Uneingeschränkte Freiheit würde jedes Verhalten rechtfertigen

Man sieht an diesem Fall: Politische Korrektheit ist eine Chimäre, in jeder Hinsicht unbeschränkte Freiheit des Redens und Handelns ist trotzdem nicht so wünschenswert, wie es scheinen könnte. Ich will nicht als Schlaumeier zum 300. Mal den kategorischen Imperativ strapazieren, es ist ja viel banaler: Eine absolut uneingeschränkte Freiheit würde schlechterdings jedes Verhalten rechtfertigen, selbst das manifeste Verbrechen - und schlechterdings jedes Reden, selbst die Verwendung von Nazi-Parolen oder das Grölen von "Ausländer raus", ohne dass es irgendwen bekümmern müsste.

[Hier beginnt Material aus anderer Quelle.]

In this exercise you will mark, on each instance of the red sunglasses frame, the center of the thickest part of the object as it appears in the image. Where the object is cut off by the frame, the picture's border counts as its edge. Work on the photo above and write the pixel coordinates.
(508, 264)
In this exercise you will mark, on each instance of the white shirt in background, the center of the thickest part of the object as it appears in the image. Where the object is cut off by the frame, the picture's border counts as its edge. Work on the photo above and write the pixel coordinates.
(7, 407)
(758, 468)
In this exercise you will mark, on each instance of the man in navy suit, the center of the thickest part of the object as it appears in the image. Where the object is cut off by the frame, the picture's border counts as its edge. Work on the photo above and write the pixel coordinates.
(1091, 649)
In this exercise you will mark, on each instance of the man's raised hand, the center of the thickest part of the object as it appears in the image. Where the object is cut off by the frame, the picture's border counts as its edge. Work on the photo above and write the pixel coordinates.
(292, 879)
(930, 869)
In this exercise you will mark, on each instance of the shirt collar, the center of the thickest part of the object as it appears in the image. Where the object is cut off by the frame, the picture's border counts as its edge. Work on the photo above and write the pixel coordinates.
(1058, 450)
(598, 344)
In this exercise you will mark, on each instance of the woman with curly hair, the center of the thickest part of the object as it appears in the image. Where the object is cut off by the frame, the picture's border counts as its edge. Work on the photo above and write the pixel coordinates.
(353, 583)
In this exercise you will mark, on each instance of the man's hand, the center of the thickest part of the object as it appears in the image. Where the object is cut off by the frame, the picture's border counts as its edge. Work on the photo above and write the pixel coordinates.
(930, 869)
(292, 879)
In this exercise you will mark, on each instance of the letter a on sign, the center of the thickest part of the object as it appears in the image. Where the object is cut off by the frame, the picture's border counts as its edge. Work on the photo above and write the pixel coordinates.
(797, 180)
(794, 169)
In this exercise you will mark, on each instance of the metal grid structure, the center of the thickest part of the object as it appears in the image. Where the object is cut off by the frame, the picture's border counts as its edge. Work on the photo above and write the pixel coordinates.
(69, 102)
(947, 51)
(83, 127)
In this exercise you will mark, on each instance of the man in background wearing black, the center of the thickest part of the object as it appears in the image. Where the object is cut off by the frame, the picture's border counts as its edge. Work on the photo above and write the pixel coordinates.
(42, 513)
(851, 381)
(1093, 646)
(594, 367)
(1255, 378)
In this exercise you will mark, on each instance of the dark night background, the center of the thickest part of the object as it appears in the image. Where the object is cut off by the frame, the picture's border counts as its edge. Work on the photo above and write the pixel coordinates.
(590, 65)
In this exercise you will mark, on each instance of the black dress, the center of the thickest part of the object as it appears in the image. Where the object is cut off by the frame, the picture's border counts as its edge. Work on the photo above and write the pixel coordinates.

Um zu checken, dass das nicht richtig sein kann, braucht es keine politische Korrektheit. Es reicht der Blick ins Grundgesetz, das jüngst so heftig gefeiert wurde. Alles steht und fällt mit dem ersten Satz: "Die Würde des Menschen ist unantastbar." Er ist ja keine Faktenbeschreibung, er ist ein Bekenntnis, eine bindende Selbstverpflichtung für dieses Land nach dem Holocaust. Der Satz setzt dem Leben in Freiheit den Grund - im doppelten Sinn des Wortes. 

Grundgesetz schützt Würde aller Menschen

Wen freidrehende Gedanken so im Griff haben, dass er zwanghaft sein hassendes Inneres nach außen kehrt, in der Pony-Bar, auf dem Schützenfest oder im Internat: Der muss sich dringend fragen, ob es nicht besser wäre, mal einen echten Gedanken zu fassen. Keine Angst, er ist ganz simpel. Er handelt von der Freiheit aller und lautet: In Würde zusammenleben, des Menschen Würde nicht antasten, das meint: Respekt für die Würde aller. "Deutschland den Deutschen, Ausländer raus" tritt des Menschen Würde mit Füßen. Wie das Schreiben und Liken antisemitischer Posts. Nein, es ist wirklich nicht kompliziert. Jeder Mensch kann das denken. Und sich dann prüfen, wieviel inneres Grölen in ihm steckt. Und vielleicht erschrecken. Und etwas dagegen tun.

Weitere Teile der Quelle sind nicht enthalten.